И он сел и заплакал от радости.

Но Иосиф сказал ему:

— Правитель Абодский, Нефер-эм-Уазе! Я предсказал тебе будущее по твоему сну, — это было мне легко и приятно. Я рад, что мог дать тебе радостное истолкование. Скоро тебя начнут осаждать поздравлениями по случаю твоего очищения; но здесь, в темнице, я первый твой поздравитель. Я был вашим слугой и дворецким тридцать семь дней и буду им, по указанию коменданта, еще три дня, осведомляясь, не прикажете ли вы чего-нибудь, и создавая вам, насколько это позволяют условия, подобия удобств. Я приходил к вам в домик утром и вечером и был вам как ангел божий, если можно так выразиться, в чью грудь вы изливали свои страданья и кто утешал вас в непривычных условиях. Но я не вызывал у вас особого любопытства. А между тем я тоже не рожден для этой дыры, я не выбирал ее, а попал в нее сам не знаю как, и бросили меня сюда узником и царским рабом за вину, которая вовсе и не вина, а чистое недоразуменье пред богом. Душа у вас была слишком полна собственными страданьями, чтобы вы могли питать любопытство еще и к моим. Но не забывай меня и моих услуг, правитель-чашняк, а вспоминай обо мне, когда ты будешь блистать, как прежде! Упомяни обо мне фараону, скажи ему, что я сижу здесь по чистому недоразумению, похлопочи за меня, попроси, чтобы он милостиво вывел меня из этого узилища, где я так томлюсь. Ибо меня украли, просто-напросто украли еще мальчиком с моей родной земли, чтобы доставить вниз, в землю Египетскую, и еще раз украли, чтобы доставить вниз, в эту яму, — и я, как Луна, когда некий отвратный демон задерживает ее движенье, чтобы она не могла, сияя, предшествовать своим братьям-богам. Сделаешь ли ты это для меня, правитель-чашник, упомянешь ли там обо мне?

— Да, да, тысячу раз да! — закричал толстяк. — Обещаю, что упомяну о тебе при первой же возможности, как только предстану перед фараоном, и буду напоминать ему о тебе каждый следующий раз, если мои слова западут ему в душу не вдруг!

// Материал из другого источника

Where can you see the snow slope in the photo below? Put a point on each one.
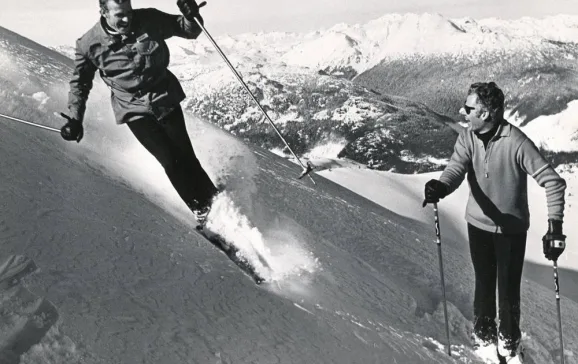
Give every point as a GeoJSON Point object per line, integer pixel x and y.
{"type": "Point", "coordinates": [127, 280]}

Я был бы трубкозубой свиньей, если бы не вспомнил тебя или не упомянул о тебе наилучшим образом, ибо независимо от того, украл ты или украден, — это мне безразлично, — ты должен быть упомянут, упомянут и помилован, милый мой мальчик!

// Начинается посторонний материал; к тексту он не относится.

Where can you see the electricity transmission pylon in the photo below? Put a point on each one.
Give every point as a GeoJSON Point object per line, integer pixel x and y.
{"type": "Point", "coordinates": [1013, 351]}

И он обнял Иосифа и поцеловал его в губы и в обе щеки.

— А что мне тоже приснился сон, — сказал долговязый, — об этом здесь, кажется, совершенно забыли. Я не знал, ибрим, что ты такой искусный толкователь, а то бы я не отверг твоей услужливой помощи. Теперь я тоже склонен рассказать тебе свой сон, поскольку это возможно сделать словами, и ты растолкуй мне его. Приготовься же слушать!

— Я слушаю, — ответил Иосиф.

— Приснилось мне, — начал пекарь, — вот что, сейчас скажу. Мне приснилось — вот видишь, какой у меня был забавный сон, ибо как мог я, князь Менфийский, который, право же, не сует свою голову в печь, как мог я, словно какой-то мальчишка-подручный, словно какой-то разносчик пышек и кренделей… так вот, во сне я нес на голове три корзины со всякой сдобой, три мелких, ловко вставленных одна в другую корзины со всевозможными изделиями дворцовой пекарни, и в верхней печеная фараонова пища, всякие там коржи и рогульки, лежали открыто. Тут, махая крылами, поджав на лету когти, с вытянутыми шеями и вытаращенными глазами, прилетели птицы небесные и давай каркать. И, обнаглев, эти птицы бросались на корзину и клевали пищу на моей голове. Я хотел поднять свободную руку и помахать ею над корзинами, чтобы отпугнуть эту сволочь, но мне это не удавалось, рука отнялась. И они продолжали долбить, овевая меня резким запахом гнили…

Тут пекарь, по своему обыкновению, испугался, побледнел и попробовал улыбнуться своим нескладным уголком рта.